Das FG wies die hiergegen gerichtete Klage statt. Auf die Revision der Klägerin hob der BFH das Urteil auf und gab der Klage statt.
Die Gründe:
Eine Abzinsung der Darlehen kommt nicht in Betracht, da es sich um verzinsliche Verbindlichkeiten handelt (§ 6 Abs. 1 Nr. 3 S. 2 EStG). Eine verzinsliche Verbindlichkeit in diesem Sinne liegt vor, wenn das Darlehen mit einer Zinsvereinbarung verbunden ist. Dabei steht die Nichtzahlung der vereinbarten Zinsen einer Verzinslichkeit nicht entgegen.
Die Abzinsung nach § 6 Abs. 1 Nr. 3 S. 1 EStG gründet auf der typisierenden Vorstellung, dass eine erst in der Zukunft zu erfüllende Verpflichtung den Schuldner weniger belastet als eine sofortige Leistungspflicht.

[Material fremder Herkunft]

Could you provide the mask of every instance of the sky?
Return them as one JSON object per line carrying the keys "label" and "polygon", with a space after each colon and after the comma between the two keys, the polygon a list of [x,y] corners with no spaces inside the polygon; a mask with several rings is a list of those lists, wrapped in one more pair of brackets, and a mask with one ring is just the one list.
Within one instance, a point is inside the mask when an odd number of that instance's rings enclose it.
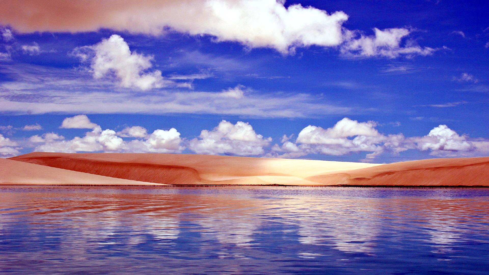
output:
{"label": "sky", "polygon": [[489,156],[489,3],[0,2],[0,156]]}

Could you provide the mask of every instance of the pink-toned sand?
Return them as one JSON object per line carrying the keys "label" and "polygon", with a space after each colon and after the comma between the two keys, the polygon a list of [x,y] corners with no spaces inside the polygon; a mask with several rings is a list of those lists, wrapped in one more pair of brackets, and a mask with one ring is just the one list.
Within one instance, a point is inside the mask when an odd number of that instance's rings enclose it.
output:
{"label": "pink-toned sand", "polygon": [[489,157],[403,161],[307,179],[322,185],[489,186]]}
{"label": "pink-toned sand", "polygon": [[167,154],[34,152],[10,159],[170,184],[489,186],[489,157],[387,164]]}
{"label": "pink-toned sand", "polygon": [[1,184],[163,185],[0,159]]}
{"label": "pink-toned sand", "polygon": [[171,154],[34,152],[10,159],[79,172],[171,184],[311,185],[306,178],[378,164]]}

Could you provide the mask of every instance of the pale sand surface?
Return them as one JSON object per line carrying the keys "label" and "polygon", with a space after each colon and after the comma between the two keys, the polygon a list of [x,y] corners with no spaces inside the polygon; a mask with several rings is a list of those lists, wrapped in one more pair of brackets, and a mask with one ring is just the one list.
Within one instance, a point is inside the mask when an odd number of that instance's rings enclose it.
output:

Sie beruht auf dem Faktor "Zeit" und folgt demgemäß dem Grundsatz, dass erst in Zukunft zu erbringende Zahlungen gegenwärtig mit ihrem Barwert abzubilden sind. Ist jedoch das Darlehen verzinst, ist der Darlehensnehmer mit einer in der Zukunft zu erfüllenden Verpflichtung nicht weniger belastet als mit einer sofortigen Leistungspflicht. Nach dem Gesetzeswortlaut ist daher für die Ausnahme von dem Abzinsungsgebot Voraussetzung, dass eine verzinsliche Verbindlichkeit vorliegt, ohne dass jedoch bezüglich der Höhe der Verzinsung weitere Anforderungen bestehen. Es besteht daher im Ergebnis ein "Wahlrecht", eine Verzinsungsabrede mit dem Darlehensgeber zu treffen, mit der Folge, dass eine Abzinsung des Darlehens nicht zu erfolgen hat oder auf eine Verzinsung generell zu verzichten, so dass eine gesetzliche Abzinsung vorzunehmen wäre.

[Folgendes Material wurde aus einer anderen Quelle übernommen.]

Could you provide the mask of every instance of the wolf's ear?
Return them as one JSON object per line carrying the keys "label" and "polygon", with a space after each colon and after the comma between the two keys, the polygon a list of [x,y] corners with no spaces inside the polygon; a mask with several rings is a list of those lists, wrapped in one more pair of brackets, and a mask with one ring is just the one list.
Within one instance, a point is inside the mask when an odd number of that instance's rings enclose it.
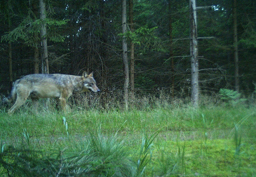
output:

Eine spätere unbedingte Verzinsungsabrede führt zu einer verzinslichen Verbindlichkeit i.S.d. § 6 Abs. 1 Nr. 3 EStG, die zum Zeitpunkt des folgenden Bilanzstichtages zu berücksichtigen ist. Dies gilt aufgrund des Zwecks der Vorschrift auch dann, wenn die Verzinsung erst nach dem Bilanzstichtag erfolgt. Eine Abzinsung hat dann zu unterbleiben, wenn die Vertragspartner eine Verzinsung vereinbaren, da der Ansatz eines Abzinsungsgewinns den wirtschaftlichen Gegebenheiten nicht entspricht. Überdies sollte nach den Gesetzesmaterialien eine Abzinsung nur deshalb erfolgen, um einen Zinsvorteil zu verhindern und den Grundsatz der Besteuerung nach der Leistungsfähigkeit zu verwirklichen. Bei Vereinbarung einer unbedingten Verzinsung entfällt dieser Zinsvorteil. Da bereits bei der Ermittlung des anzusetzenden Betrags für die Verbindlichkeit (= Zeitpunkt des Bilanzstichtages) Zinsaspekte der Zukunft zu berücksichtigen sind, greift zu diesem Zeitpunkt auch die Befreiung vom Abzinsungsgebot.
Im Streitfall lag daher aufgrund der getroffenen Vereinbarung vom November 2010 spätestens ab diesem Zeitpunkt eine verzinsliche Verbindlichkeit vor, deren Verzinsungsbeginn nur nach dem Bilanzstichtag erfolgte.